How Waymark finds all of the image elements on your website

by Ryan Geyer —

At Waymark, one of our core features involves generating brand profiles from user-provided website URLs. This process includes importing images from your website to save you time from having to upload content yourself, identifying which image is most likely to be your brand’s logo, writing a summary of your brand which can be used to inform our AI-powered video generation, and more.

There is a lot of interesting stuff going on here, but in this article I am going to focus on the journey that we have gone on figuring out a way to get as many quality images from a page as possible. It’s not as easy as you might think!

1. The simplest approach

Our image extraction works by opening the provided site in Puppeteer, so the very first approach that I took when writing this image extraction logic was by far the most appealing at first glance; Puppeteer allows you to intercept network requests made from the page and access the media type of the request, so it’s possible to get pretty good results by simply intercepting all requests with an “image” media type and adding those URLs to a set, waiting for the page’s network requests to settle, and calling it a day. The code would look something like this:

const imageURLSet = new Set<string>();

await page.setRequestInterception(true);
page.on('request', (request: HTTPRequest) => {
  const resourceType = request.resourceType();

  if(resourceType === 'image'){
    imageURLSet.add(imageURLSet.url());
  }
});

This is lovely! It allows the browser to do the work for us and we can just kick back and pick up the images as they roll in.

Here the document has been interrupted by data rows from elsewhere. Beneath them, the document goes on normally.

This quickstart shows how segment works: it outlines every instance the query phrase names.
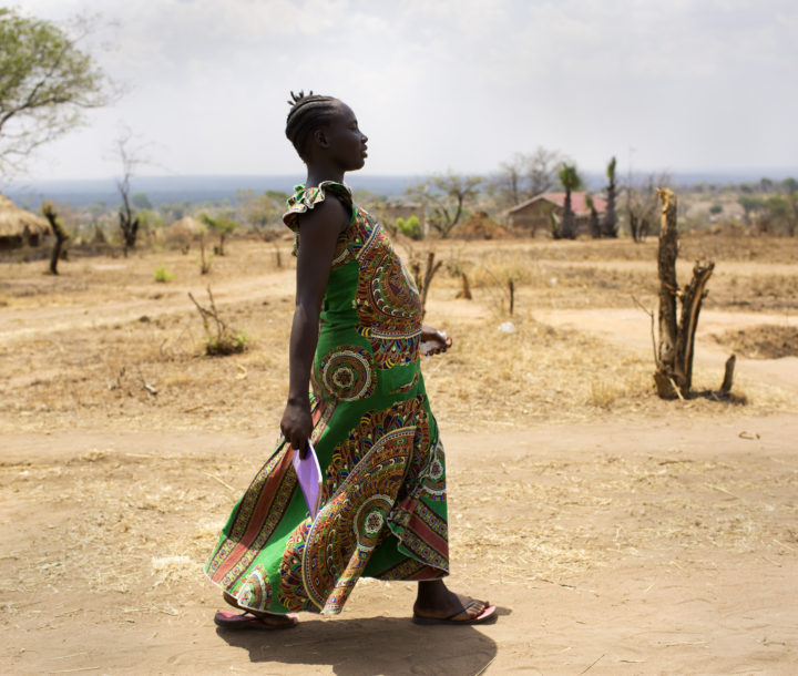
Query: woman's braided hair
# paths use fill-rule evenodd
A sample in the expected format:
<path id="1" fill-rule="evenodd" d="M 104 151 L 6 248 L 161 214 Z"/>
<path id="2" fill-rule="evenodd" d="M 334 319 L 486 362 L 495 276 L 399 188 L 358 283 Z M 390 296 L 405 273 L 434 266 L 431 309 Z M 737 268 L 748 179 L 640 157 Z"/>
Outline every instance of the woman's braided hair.
<path id="1" fill-rule="evenodd" d="M 290 94 L 288 105 L 291 110 L 286 119 L 286 136 L 294 144 L 299 156 L 306 160 L 305 146 L 310 134 L 332 120 L 339 101 L 332 96 L 314 94 L 313 91 L 307 94 L 304 91 Z"/>

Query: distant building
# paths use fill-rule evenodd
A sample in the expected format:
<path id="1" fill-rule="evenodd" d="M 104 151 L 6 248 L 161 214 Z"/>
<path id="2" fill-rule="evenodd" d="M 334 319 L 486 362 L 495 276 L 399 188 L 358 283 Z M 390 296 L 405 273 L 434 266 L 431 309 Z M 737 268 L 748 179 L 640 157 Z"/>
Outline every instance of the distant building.
<path id="1" fill-rule="evenodd" d="M 586 203 L 587 193 L 571 193 L 571 208 L 574 213 L 576 234 L 590 232 L 590 209 Z M 606 199 L 593 196 L 593 205 L 598 216 L 606 211 Z M 516 232 L 535 235 L 538 231 L 551 233 L 552 214 L 557 222 L 562 221 L 565 208 L 565 193 L 542 193 L 532 199 L 522 202 L 507 212 L 508 225 Z"/>
<path id="2" fill-rule="evenodd" d="M 0 195 L 0 249 L 39 246 L 49 234 L 50 224 L 44 218 Z"/>

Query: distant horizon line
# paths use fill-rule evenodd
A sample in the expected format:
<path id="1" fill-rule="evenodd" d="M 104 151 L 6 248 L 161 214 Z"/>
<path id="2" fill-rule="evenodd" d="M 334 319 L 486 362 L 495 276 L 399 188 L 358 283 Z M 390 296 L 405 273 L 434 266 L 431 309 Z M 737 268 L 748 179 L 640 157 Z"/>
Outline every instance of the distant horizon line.
<path id="1" fill-rule="evenodd" d="M 623 165 L 621 165 L 623 166 Z M 430 171 L 430 172 L 412 172 L 412 173 L 405 173 L 405 172 L 396 172 L 390 174 L 383 174 L 383 173 L 370 173 L 370 172 L 350 172 L 348 174 L 348 177 L 352 176 L 362 176 L 365 178 L 426 178 L 430 176 L 438 176 L 438 175 L 446 175 L 450 173 L 452 170 L 447 171 Z M 585 174 L 604 174 L 605 170 L 594 170 L 594 168 L 582 168 L 581 172 Z M 456 174 L 467 174 L 467 175 L 473 175 L 473 174 L 483 174 L 485 176 L 495 175 L 499 172 L 497 170 L 490 171 L 490 172 L 453 172 Z M 621 171 L 618 172 L 620 175 L 624 175 L 626 172 Z M 722 167 L 698 167 L 698 168 L 634 168 L 635 175 L 641 174 L 652 174 L 652 173 L 666 173 L 672 174 L 675 176 L 678 175 L 703 175 L 703 174 L 712 174 L 717 176 L 739 176 L 739 175 L 749 175 L 749 176 L 758 176 L 759 178 L 771 178 L 774 176 L 767 175 L 770 174 L 778 174 L 784 175 L 784 177 L 788 177 L 790 175 L 794 175 L 798 173 L 798 165 L 795 166 L 740 166 L 740 167 L 734 167 L 734 168 L 722 168 Z M 294 172 L 286 172 L 286 173 L 236 173 L 236 174 L 181 174 L 181 173 L 155 173 L 155 174 L 139 174 L 132 177 L 133 181 L 136 180 L 151 180 L 151 178 L 289 178 L 289 177 L 296 177 L 301 176 L 301 173 L 294 173 Z M 25 177 L 25 178 L 17 178 L 17 180 L 0 180 L 0 185 L 16 185 L 19 187 L 21 184 L 24 183 L 70 183 L 70 182 L 101 182 L 101 181 L 116 181 L 117 176 L 114 174 L 106 174 L 104 176 L 50 176 L 45 178 L 39 178 L 39 177 Z"/>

But of course, this approach has downsides:

  1. Data URLs and inline SVG elements will not show up as network requests, so if you care about getting those images, you will need to add some extra handling. SVG elements are relatively easy to query for, but data URLs may prove to be a lot harder to track down.
  2. The image URLs that come in are entirely black-boxed; if you care about getting additional context about the images such as where they are positioned on the page, this approach will not work for you.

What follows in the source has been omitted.